Building up to the part where he told him that while he still planned to give forty-plus hours a week to Connelly Investments, he was also going to more seriously pursue a career in journalism. Pointing out the benefits to the firm if he continued to rise to success in a world of internet information delivery.
“A spy, Liam? You think we’re playing some kind of game here? Grow up, man.”
He listened for the disappointment hiding in the derision in his father’s voice. The seemingly imperceptible note of fear.
And missed them both.
“I want to know about the conversation I overheard in George’s office this morning.” Liam stuck to his plan to fight aggression with aggression if he had to. If reason didn’t work. “Why would our head counsel promise someone an impossible investment return? Even at its best, the holding he mentioned didn’t promise those kinds of returns.”
Liam had overheard just a small bit of the conversation, but enough to know that something didn’t add up. He gave his father the particulars.
George had been on the phone and hadn’t heard Liam wander in. It had been before seven, before office staff started to arrive. Just before Walter had called Liam into his private sanctum to issue yet another threat—the one where he’d be cut off if he went through with the Arapahoe deal.
Otherwise Liam would have asked the question earlier that morning.
“That investment will not be impossible to meet.” Walter’s words were quiet. Deadening. “And you are no longer welcome here.”
Steel could not have been stronger. Or more cold.
“I heard what George said. I know that account. There’s no way it’s going to make that kind of return. I deserve to know what’s going on.”
“How dare you practice duplicity and then stand here and demand answers?”
Liam checked himself against the accusation of duplicity. The pause allowed his father to move in for the kill.
“I thought you’d learned your lesson freshman year, Liam. Today you have proven that you did not. We cannot be a team, you and I. I can no longer trust you.

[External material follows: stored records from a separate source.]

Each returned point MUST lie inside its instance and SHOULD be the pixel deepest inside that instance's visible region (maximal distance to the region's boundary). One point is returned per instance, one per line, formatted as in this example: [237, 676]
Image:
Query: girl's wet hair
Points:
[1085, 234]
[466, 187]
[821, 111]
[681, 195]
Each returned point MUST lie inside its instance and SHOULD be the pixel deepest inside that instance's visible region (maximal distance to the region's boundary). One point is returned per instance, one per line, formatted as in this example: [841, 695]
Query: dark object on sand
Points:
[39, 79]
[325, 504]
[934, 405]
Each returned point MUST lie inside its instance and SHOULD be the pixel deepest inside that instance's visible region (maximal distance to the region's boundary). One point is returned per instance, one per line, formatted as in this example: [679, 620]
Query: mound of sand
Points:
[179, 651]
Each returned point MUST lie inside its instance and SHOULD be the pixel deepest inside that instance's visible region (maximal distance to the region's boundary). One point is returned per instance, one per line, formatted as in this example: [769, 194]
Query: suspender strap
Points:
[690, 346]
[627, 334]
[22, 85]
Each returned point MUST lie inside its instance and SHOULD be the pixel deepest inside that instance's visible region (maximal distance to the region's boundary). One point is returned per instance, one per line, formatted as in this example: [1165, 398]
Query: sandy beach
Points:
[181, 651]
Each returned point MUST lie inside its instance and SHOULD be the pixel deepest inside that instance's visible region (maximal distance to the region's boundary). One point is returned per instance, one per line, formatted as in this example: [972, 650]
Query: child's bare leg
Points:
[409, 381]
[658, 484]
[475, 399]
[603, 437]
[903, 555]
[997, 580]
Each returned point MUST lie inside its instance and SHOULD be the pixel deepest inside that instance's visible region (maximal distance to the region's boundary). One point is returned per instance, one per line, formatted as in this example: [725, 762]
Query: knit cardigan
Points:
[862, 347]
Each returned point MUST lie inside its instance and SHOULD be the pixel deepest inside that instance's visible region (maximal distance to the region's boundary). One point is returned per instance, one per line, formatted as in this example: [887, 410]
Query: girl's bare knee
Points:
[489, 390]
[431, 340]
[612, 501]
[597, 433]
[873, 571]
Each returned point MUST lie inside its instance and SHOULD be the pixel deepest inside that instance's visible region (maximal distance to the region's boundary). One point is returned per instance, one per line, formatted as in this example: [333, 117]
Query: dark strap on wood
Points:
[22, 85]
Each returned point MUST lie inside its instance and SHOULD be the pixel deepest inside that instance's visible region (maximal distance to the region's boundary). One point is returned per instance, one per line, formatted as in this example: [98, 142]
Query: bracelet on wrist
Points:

If you will go behind my back, keeping pertinent information from me because your two harlots call your name, there is no end to the possibilities of other ways you could betray me.”
“Buying that building had nothing to do with you, or with Connelly Investments. It wasn’t a lucrative purchase. Or a building you’d have any interest in. And they are not my, or anyone else’s, harlots. As I’ve told you before, they are family to me.”
More family to him than Walter was.
“You moved trust monies behind my back.”
“My trust money. I’m a man, Dad. I have to be able to do some things on my own.”
“But not behind my back. That trust money was yours, but it was family money.”
“From my mother’s family.” Walter had met Margaret, Liam’s mother, after he’d scratched and clawed his way to his first million. She’d been born into the privileged life.
“It was our money, your mother’s and mine, when we opened that trust for you.”
Technically. It had been given to them at his maternal grandfather’s death, with the express wish that if they didn’t need it to secure their own futures it be put in trust for Liam.
“If I’d told you about the building, you’d have done everything in your power to block that sale.”
“It’s a stupid purchase. Those old folks are paying far below average rent. You’ll never be able to turn a decent profit.”
“They’re paying all they can afford on fixed incomes.” Liam stated the more pertinent truth. “And we aren’t going to lose money on the deal. We didn’t go into it with an eye to support ourselves. Marie has her coffee shop. Gabrielle’s a lawyer. I told you that.”
“And you, Liam? While you’re so busy exerting your manhood, you still expect me to support you?”